# Need parts for a Long 1199B Backhoe



## profnohair

I am in need of a part for the control valve of a Long 1199B backhoe.

They are out of business. 

Any ideas if anyone still sells parts?


----------



## profnohair

*I found the supplier!*



profnohair said:


> I am in need of a part for the control valve of a Long 1199B backhoe.
> 
> They are out of business.
> 
> Any ideas if anyone still sells parts?


I finally found the manufacturer of the control valves.

Livingston and Haven
800-825-4969
www.lhtech.com

The valve that I needed is part #N5002-A1 which is the outrigger valve.

At this time (10-2012) the price is $165.00

Hope this helps.


----------



## Pottergang

I just recently bought an old Long 1199B backhoe that has very loose lever control linkage that goes to the control valves. Does anyone know where I can get new linkage ball joints? These appear just like steering linkage on some riding mowers, but have a larger bolt and stud size. Also, is there a parts list for this unit. I have found the owner's manual on line, but a parts list would be great.

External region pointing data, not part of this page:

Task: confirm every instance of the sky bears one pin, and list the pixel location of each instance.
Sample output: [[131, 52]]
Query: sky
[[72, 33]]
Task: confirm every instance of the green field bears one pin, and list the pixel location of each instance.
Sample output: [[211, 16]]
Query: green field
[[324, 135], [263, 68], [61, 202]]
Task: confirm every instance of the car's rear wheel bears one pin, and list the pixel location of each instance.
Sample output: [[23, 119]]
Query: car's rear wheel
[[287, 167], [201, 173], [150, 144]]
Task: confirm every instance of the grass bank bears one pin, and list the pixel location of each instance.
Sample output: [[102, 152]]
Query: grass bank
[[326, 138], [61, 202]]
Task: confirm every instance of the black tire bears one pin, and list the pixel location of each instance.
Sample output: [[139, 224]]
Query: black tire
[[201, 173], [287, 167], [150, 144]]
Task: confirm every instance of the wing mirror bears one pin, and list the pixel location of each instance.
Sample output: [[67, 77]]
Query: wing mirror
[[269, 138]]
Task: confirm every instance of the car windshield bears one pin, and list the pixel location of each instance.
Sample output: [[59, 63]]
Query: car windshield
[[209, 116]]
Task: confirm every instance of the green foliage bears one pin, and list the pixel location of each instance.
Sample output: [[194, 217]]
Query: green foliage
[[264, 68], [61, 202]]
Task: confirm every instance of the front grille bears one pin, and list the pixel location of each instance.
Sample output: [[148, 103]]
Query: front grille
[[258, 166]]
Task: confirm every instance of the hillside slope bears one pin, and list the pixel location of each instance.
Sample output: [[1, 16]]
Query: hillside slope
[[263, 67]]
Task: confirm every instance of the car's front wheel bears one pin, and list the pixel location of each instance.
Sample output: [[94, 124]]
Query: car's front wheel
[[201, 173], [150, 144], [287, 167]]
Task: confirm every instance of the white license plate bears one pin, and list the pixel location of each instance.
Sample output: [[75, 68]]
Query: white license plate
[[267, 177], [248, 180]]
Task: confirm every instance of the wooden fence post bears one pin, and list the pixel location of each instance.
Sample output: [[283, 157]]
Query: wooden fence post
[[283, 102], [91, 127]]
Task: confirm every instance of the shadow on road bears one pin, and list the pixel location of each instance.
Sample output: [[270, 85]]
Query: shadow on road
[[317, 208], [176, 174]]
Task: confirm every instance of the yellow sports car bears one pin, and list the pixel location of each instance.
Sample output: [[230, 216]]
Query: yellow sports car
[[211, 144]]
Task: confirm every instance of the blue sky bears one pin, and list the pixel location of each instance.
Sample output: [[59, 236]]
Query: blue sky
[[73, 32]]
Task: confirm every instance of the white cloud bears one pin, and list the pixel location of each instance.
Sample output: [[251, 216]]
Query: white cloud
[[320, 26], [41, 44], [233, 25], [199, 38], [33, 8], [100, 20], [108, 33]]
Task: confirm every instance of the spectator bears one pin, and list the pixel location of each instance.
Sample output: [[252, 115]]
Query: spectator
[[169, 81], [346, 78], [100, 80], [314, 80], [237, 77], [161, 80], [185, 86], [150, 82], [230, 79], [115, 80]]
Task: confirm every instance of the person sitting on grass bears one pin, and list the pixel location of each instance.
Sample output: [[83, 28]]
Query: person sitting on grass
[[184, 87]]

I have tried to contact Farmtrac and Montana, but I have not had anyone contact me back when I have emailed them for information.


----------



## profnohair

Mine has the linkage problem also. 

If you find the replacement parts please post the information here.

Thanks,

Profnohair


----------



## Pottergang

*Long 1199B backhoe linkage*

I took my control valve assembly and PTO pump to a local company and they found a much better than original ball joint linkage. They listed the part number as 44K54660 and sold it for $12.95 each. I did a web search on the part number, but was unable to find anything at all. I am sure they bought it from somewhere. If you want to contact the place that repaired the control valves and PTO pump, here is the name of the company that found the ball joints for me:

MATS Equipment Company
51 Pierce Avenue
West Carrollton, Ohio 45449
937-859-8057


----------



## profnohair

Great info, I will contact them.

Thanks


----------